[SOLR-10233] Add support for different replica types in Solr - ASF JIRA

Details

Type: New Feature
Status: Resolved
Priority: Major
Resolution: Fixed
Affects Version/s: None
Fix Version/s: 7.0
Component/s: SolrCloud
Labels:
None

Description

For the majority of the cases, current SolrCloud's distributed indexing is great. There is a subset of use cases for which the legacy Master/Slave replication may fit better:

Don’t require NRT
LIR can become an issue, prefer availability of reads vs consistency or NRT
High number of searches (requiring many search nodes)

~~SOLR-9835~~ is adding replicas that don’t do indexing, just update their transaction log. This Jira is to extend that idea and provide the following replica types:

Realtime: Writes updates to transaction log and indexes locally. Replicas of type “realtime” support NRT (soft commits) and RTG. Any realtime replica can become a leader. This is the only type supported in SolrCloud at this time and will be the default.
Append: Writes to transaction log, but not to index, uses replication. Any append replica can become leader (by first applying all local transaction log elements). If a replica is of type append but is also the leader, it will behave as a realtime. This is exactly what ~~SOLR-9835~~ is proposing (non-live replicas)
Passive: Doesn’t index or writes to transaction log. Just replicates from realtime or append replicas. Passive replicas can’t become shard leaders (i.e., if there are only passive replicas in the collection at some point, updates will fail same as if there is no leaders, queries continue to work), so they don’t even participate in elections.

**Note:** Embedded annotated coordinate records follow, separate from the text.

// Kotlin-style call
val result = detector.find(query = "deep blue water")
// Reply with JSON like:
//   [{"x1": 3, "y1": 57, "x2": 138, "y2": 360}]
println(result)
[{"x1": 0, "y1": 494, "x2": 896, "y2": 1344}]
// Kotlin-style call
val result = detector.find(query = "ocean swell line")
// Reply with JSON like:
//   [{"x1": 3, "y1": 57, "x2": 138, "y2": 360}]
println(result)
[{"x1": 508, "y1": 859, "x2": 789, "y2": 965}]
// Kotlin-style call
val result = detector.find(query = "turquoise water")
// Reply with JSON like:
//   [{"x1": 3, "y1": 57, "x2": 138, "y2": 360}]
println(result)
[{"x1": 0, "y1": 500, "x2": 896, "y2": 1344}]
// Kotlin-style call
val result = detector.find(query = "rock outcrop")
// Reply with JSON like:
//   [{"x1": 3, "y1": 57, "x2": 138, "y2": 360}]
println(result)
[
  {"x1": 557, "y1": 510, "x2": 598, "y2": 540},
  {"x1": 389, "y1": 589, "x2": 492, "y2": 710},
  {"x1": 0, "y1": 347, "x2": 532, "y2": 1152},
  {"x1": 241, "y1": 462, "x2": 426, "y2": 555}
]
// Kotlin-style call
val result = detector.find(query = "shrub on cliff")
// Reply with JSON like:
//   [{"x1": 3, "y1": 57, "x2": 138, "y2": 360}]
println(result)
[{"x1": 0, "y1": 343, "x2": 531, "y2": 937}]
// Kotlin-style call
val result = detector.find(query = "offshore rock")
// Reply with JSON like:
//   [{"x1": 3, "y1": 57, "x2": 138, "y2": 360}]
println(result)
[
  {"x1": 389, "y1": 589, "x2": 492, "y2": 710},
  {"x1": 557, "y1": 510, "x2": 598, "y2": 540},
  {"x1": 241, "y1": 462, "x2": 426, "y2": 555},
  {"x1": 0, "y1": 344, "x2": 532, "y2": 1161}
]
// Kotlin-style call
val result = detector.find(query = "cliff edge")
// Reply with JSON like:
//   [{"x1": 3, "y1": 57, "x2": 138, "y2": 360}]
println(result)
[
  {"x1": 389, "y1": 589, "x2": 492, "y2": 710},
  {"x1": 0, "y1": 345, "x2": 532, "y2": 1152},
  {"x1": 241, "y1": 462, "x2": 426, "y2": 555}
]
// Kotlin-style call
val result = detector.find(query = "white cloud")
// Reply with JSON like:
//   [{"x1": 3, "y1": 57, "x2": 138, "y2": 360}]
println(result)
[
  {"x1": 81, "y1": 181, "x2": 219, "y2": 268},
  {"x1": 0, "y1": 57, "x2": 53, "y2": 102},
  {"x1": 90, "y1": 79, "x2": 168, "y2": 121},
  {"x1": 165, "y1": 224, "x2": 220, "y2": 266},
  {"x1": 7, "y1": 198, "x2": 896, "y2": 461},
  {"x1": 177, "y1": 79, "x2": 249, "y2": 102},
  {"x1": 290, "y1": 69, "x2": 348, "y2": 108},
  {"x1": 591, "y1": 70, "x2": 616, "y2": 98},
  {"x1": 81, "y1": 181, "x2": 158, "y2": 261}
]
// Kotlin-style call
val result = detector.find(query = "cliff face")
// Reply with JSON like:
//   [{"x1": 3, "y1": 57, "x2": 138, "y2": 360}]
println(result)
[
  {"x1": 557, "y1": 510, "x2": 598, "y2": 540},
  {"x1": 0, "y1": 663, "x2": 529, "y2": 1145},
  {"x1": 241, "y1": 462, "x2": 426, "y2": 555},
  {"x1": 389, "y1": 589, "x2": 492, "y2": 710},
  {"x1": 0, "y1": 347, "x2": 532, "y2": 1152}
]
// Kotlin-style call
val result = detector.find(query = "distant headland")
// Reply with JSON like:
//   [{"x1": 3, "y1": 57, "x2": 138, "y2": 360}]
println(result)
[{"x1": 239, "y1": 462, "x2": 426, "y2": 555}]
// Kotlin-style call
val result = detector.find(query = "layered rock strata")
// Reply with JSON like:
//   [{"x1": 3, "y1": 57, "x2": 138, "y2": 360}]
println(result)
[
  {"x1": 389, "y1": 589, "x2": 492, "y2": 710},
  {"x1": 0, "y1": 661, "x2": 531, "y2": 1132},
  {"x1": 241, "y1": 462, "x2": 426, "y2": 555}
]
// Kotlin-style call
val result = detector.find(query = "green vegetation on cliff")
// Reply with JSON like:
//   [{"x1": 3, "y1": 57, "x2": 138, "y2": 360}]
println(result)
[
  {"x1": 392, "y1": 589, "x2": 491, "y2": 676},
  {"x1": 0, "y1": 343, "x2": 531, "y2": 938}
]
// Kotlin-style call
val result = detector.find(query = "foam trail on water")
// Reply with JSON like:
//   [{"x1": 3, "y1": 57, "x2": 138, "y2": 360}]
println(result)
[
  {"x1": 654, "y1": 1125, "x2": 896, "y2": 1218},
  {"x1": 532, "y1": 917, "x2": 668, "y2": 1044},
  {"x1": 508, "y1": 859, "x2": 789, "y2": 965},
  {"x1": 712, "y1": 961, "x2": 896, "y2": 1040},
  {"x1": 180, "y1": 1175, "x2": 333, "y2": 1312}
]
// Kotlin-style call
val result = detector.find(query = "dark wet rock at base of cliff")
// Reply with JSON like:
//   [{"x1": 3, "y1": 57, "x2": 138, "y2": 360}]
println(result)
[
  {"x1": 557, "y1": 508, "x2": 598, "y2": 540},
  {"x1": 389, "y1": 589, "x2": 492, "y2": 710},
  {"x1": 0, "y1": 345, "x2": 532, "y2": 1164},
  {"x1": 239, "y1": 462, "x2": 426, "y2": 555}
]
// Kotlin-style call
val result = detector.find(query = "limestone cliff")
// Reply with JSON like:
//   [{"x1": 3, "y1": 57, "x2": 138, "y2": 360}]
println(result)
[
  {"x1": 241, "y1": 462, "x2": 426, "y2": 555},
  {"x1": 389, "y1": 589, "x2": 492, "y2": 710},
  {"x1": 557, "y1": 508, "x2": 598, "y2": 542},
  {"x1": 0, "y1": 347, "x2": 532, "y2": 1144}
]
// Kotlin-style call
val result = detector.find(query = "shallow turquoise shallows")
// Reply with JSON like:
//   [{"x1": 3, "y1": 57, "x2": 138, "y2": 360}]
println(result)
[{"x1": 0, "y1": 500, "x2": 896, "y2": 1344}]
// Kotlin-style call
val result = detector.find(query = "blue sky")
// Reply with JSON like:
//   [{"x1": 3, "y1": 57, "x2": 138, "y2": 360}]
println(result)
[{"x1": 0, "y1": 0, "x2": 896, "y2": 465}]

When the leader replica of the shard receives an update, it will distribute it to all realtime and append replicas, the same as it does today. It won't distribute to passive replicas.

By using a combination of append and passive replicas, one can achieve an equivalent of the legacy Master/Slave architecture in SolrCloud mode with most of its benefits, including high availability of writes.

API (v1 style)

/admin/collections?action=CREATE…&realtimeReplicas=X&appendReplicas=Y&passiveReplicas=Z
/admin/collections?action=ADDREPLICA…&type=[realtime/append/passive]

“replicationFactor=” will translate to “realtime=“ for back compatibility
if passive > 0, append or realtime need to be >= 1 (can’t be all passives)

Placement Strategies

By using replica placement rules, one should be able to dedicate nodes to search-only and write-only workloads. For example:

shard:*,replica:*,type:passive,fleet:slaves

where “type” is a new condition supported by the rule engine, and “fleet:slaves” is a regular tag. Note that rules are only applied when the replicas are created, so a later change in tags won't affect existing replicas. Also, rules are per collection, so each collection could contain it's own different rules.
Note that on the server side Solr also needs to know how to distribute the shard requests (maybe ShardHandler?) if we want to hit only a subset of replicas (i.e. *passive *replicas only, or similar rules)

SolrJ

SolrCloud client could be smart to prefer passive replicas for search requests when available (and if configured to do so). Passive replicas can’t respond RTG requests, so those should go to realtime replicas.

Cluster/Collection state

{"gettingstarted":{
  "replicationFactor":"1",
  "router":{"name":"compositeId"},
  "maxShardsPerNode":"2",
  "autoAddReplicas":"false",
  "shards":{
    "shard1":{
      "range":"80000000-ffffffff",
      "state":"active",
      "replicas":{
        "core_node5":{
          "core":"gettingstarted_shard1_replica1",
          "base_url":"http://127.0.0.1:8983/solr",
          "node_name":"127.0.0.1:8983_solr",
          "state":"active",
          "leader":"true",
          **"type": "realtime"**},
        "core_node10":{
          "core":"gettingstarted_shard1_replica2",
          "base_url":"http://127.0.0.1:7574/solr",
          "node_name":"127.0.0.1:7574_solr",
          "state":"active",
          **"type": "passive"**}},
      }},
    "shard2":{
      ...

Back compatibility

We should be able to support back compatibility by assuming replicas without a “type” property are realtime replicas.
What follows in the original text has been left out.